Can an eigenvalue $\lambda_i=0$?

Question

I was doing some work with diagonalization of a matrix $A$ in order to find a matrix $P$ such that $\,P^{-1}AP\,$ was diagonal. In order to that I set $\;\lambda I_{n}=0\;$ and found the characteristic polynomial and its roots.

When I factored my characteristic polynomial I obtained $\;\lambda^2(\lambda-2),\,$ so $\,\lambda=0,\,2$.

I was taught that the eignenvalues$\,\lambda_{i}\,$ I found become the entries of the diagonal matrix $\,P^{-1}AP.\,$ If this is indeed true, then two of the diagonal entries would be $\,0.\,$ Is this allowed, or must a diagonal matrix strictly have non-zero diagonal entries?

Answer 1

Absolutely yes: It is very possible $\lambda = 0$. Zero is allowed.

You may be mixing up what you know about eigenvectors --- the zero vector cannot be an eigenvector.

But for an eigenvalue $\lambda$, it is certainly possible and admissible that $\lambda = 0$.

With respect to your last question:

"($\lambda = 0$): Is this allowed, or does a diagonal matrix strictly have to have the diagonal entries as non-zero?"
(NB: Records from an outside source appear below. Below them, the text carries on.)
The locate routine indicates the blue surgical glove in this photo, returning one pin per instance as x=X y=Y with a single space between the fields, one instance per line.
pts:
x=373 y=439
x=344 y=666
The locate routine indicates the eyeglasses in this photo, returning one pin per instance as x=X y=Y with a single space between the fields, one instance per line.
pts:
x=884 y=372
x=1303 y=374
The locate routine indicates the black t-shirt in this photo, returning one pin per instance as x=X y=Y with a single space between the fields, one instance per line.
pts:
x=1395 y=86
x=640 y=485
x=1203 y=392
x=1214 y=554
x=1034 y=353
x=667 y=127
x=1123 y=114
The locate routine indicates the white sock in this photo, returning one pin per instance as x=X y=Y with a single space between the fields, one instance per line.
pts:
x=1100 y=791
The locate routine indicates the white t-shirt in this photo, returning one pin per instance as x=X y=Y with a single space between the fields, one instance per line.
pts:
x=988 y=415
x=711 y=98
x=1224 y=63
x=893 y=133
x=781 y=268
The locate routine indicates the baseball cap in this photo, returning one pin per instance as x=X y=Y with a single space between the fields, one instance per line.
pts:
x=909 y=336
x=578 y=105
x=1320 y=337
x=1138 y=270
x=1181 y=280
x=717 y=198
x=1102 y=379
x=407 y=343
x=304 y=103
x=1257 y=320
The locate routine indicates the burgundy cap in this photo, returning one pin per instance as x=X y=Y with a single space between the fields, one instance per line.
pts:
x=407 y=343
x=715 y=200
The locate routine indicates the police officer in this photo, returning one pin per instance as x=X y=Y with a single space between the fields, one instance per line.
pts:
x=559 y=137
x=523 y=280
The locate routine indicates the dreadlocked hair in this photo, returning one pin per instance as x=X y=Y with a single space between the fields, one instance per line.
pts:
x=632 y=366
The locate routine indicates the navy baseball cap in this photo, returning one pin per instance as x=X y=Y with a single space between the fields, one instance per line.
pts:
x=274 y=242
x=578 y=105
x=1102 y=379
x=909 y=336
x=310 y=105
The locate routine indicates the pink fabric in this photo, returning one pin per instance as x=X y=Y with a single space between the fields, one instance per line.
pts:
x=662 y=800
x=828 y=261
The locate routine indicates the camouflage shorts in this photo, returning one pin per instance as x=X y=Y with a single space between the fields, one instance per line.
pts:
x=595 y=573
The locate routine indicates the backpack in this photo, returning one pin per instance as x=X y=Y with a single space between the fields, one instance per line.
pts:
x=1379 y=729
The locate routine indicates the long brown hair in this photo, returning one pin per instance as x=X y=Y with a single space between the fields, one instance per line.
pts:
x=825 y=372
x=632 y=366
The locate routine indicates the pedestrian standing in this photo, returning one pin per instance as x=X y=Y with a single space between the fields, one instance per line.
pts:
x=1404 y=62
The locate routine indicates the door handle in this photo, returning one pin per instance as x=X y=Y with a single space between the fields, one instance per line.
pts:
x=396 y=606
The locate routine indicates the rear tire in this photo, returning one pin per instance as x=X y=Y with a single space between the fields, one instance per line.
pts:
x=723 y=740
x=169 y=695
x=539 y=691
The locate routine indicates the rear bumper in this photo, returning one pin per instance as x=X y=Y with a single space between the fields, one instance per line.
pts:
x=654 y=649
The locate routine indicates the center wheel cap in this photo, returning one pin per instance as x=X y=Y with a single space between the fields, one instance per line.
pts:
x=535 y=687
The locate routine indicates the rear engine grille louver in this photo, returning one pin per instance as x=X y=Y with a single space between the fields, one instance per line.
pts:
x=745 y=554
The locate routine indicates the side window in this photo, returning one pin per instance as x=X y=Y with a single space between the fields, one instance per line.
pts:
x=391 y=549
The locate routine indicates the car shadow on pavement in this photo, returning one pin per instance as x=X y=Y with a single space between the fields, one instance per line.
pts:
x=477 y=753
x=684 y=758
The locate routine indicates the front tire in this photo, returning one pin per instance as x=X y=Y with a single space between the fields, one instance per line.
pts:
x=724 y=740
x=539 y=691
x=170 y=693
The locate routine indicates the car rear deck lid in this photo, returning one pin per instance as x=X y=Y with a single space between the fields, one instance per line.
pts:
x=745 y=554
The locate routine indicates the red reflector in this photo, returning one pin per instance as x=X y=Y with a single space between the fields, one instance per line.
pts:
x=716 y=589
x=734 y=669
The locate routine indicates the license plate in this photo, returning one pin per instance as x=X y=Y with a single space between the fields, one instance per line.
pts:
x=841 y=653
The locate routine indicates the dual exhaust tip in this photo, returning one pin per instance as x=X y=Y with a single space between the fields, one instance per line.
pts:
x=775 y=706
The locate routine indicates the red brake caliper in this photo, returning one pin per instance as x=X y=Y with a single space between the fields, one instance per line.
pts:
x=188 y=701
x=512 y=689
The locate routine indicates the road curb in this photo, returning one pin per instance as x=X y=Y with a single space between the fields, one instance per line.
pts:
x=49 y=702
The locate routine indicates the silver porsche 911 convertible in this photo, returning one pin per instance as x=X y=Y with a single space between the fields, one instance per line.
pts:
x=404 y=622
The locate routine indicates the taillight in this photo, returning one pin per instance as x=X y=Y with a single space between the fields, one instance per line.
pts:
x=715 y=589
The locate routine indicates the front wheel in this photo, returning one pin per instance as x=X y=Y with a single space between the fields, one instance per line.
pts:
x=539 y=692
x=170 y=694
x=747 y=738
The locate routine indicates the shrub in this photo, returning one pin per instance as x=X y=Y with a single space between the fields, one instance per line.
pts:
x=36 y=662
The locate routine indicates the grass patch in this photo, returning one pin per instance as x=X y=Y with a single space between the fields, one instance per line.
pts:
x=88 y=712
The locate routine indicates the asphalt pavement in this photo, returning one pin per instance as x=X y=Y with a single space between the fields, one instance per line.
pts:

Yes, it is allowed for zero's to be on the diagonal. No, the diagonal entries need not be non-zero.

Answer 2

A matrix is called diagonal if its off-diagonal entries ($a_{ij}$ for $i \not= j$) are all zero. This does not require the diagonal entries ($a_{jj}$) to be nonzero. For instance, the zero matrix is diagonal.